Fully Convolutional Network Only Predicts One Class

3,264 views
Skip to first unread message

Gavin Hackeling

unread,
Jul 6, 2015, 6:35:22 PM7/6/15
to caffe...@googlegroups.com
Hi all,

I am trying to use a fully convolutional network for semantic image segmentation.

I am using the same network architecture as FCN-32s https://gist.github.com/shelhamer/80667189b218ad570e82#file-readme-md, with the exception that I have changed the `num_output` in the `upscore` and `score59` layers and that I am training on images with dimensions 300x300. Here are my train_val.prototxt and my deploy.prototxt.
I am not fine-tuning as my GPU has insufficient RAM. I am training the network with solve.py, except that I am not loading the VGG16FC weights.

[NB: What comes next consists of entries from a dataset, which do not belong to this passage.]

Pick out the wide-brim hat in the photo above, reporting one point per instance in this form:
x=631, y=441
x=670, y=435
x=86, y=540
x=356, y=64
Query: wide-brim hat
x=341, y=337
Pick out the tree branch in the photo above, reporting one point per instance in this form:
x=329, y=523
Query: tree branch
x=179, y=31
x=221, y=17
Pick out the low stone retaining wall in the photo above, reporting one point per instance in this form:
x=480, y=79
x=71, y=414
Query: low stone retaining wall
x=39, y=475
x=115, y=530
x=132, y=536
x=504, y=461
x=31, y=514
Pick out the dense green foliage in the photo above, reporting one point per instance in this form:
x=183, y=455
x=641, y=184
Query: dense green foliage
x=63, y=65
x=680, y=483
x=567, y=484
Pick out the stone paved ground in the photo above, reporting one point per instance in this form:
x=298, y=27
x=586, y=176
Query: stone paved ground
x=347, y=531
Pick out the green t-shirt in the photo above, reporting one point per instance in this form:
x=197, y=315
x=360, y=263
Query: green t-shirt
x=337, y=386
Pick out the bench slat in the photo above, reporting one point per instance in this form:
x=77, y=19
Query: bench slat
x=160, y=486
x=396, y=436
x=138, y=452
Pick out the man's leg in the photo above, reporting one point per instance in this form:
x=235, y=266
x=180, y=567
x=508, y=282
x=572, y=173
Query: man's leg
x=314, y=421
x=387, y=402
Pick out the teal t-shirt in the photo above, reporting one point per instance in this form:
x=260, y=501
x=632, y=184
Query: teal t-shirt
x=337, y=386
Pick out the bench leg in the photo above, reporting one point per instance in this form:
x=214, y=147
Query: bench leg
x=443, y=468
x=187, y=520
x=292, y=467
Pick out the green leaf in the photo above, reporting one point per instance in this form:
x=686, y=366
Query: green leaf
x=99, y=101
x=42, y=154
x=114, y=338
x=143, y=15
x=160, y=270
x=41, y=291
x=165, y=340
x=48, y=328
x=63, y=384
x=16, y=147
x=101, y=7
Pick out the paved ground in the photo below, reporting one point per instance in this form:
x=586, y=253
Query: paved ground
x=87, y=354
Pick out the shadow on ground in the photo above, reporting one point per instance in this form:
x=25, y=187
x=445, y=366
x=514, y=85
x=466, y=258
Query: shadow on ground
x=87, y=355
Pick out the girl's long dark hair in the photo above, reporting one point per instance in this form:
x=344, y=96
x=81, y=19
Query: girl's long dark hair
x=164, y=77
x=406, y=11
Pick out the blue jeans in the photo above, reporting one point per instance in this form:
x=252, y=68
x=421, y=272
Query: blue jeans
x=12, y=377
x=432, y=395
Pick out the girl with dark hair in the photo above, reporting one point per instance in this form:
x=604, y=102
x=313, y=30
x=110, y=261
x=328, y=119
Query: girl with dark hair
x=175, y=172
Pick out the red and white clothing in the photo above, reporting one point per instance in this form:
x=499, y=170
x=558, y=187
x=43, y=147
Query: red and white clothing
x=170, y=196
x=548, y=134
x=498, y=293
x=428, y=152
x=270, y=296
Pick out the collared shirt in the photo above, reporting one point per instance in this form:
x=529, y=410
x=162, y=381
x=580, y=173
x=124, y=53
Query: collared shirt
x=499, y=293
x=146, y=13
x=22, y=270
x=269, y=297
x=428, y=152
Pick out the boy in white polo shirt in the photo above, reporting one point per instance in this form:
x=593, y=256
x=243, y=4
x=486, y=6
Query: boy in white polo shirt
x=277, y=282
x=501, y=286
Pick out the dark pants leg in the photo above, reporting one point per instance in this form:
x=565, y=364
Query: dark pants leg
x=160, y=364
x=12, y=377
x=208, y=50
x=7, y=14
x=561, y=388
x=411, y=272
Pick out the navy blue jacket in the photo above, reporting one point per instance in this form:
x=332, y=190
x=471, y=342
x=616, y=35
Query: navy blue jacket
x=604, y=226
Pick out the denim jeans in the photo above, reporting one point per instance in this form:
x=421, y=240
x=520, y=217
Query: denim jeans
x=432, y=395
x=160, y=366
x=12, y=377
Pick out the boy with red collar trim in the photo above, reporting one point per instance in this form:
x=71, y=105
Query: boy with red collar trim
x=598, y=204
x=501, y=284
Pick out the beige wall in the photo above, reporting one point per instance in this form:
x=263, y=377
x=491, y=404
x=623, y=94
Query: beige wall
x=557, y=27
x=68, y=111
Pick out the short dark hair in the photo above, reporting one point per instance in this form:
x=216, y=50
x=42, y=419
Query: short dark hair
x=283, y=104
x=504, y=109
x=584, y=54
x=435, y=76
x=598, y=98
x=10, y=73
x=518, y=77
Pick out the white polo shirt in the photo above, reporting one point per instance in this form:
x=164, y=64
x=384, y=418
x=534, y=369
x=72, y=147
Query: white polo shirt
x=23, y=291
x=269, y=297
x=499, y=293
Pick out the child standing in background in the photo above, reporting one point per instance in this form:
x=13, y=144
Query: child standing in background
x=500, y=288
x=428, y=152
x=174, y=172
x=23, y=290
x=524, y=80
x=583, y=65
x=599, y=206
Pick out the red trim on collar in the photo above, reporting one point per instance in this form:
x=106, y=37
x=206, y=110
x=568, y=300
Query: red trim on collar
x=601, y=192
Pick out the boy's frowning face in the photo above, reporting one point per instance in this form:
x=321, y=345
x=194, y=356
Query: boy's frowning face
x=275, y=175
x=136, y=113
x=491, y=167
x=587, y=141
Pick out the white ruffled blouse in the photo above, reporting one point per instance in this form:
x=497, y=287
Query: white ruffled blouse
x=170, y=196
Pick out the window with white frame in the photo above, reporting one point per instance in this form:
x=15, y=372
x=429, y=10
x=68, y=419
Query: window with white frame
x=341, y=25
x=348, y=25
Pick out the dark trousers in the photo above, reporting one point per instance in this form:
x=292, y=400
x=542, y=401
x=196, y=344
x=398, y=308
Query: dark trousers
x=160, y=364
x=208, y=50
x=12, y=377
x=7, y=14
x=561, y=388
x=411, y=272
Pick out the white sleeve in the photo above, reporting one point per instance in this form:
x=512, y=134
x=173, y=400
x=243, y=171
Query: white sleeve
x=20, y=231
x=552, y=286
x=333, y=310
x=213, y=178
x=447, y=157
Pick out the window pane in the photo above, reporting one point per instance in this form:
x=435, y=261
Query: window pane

I am using a web app with this library to produce the training data. I am following these instructions to export the segmentation data as JSON, and then converting the JSON to .mat with this script. I then use this script to produce the LMDBs. Before serializing the datum to a string, the images are uint8 NumPy arrays containing the integers [0, 8] with the shape (1, 300, 300).

I've tried evaluating the network after 100-40,000 iterations with eval.py, modified to use the correct deploy.prototxt and weights; only zeros are predicted. I believe that I am producing the LMDBs correctly; I suspect that the convolution parameters of my [de]convolution layers need to be changed to accommodate the change in the image sizes.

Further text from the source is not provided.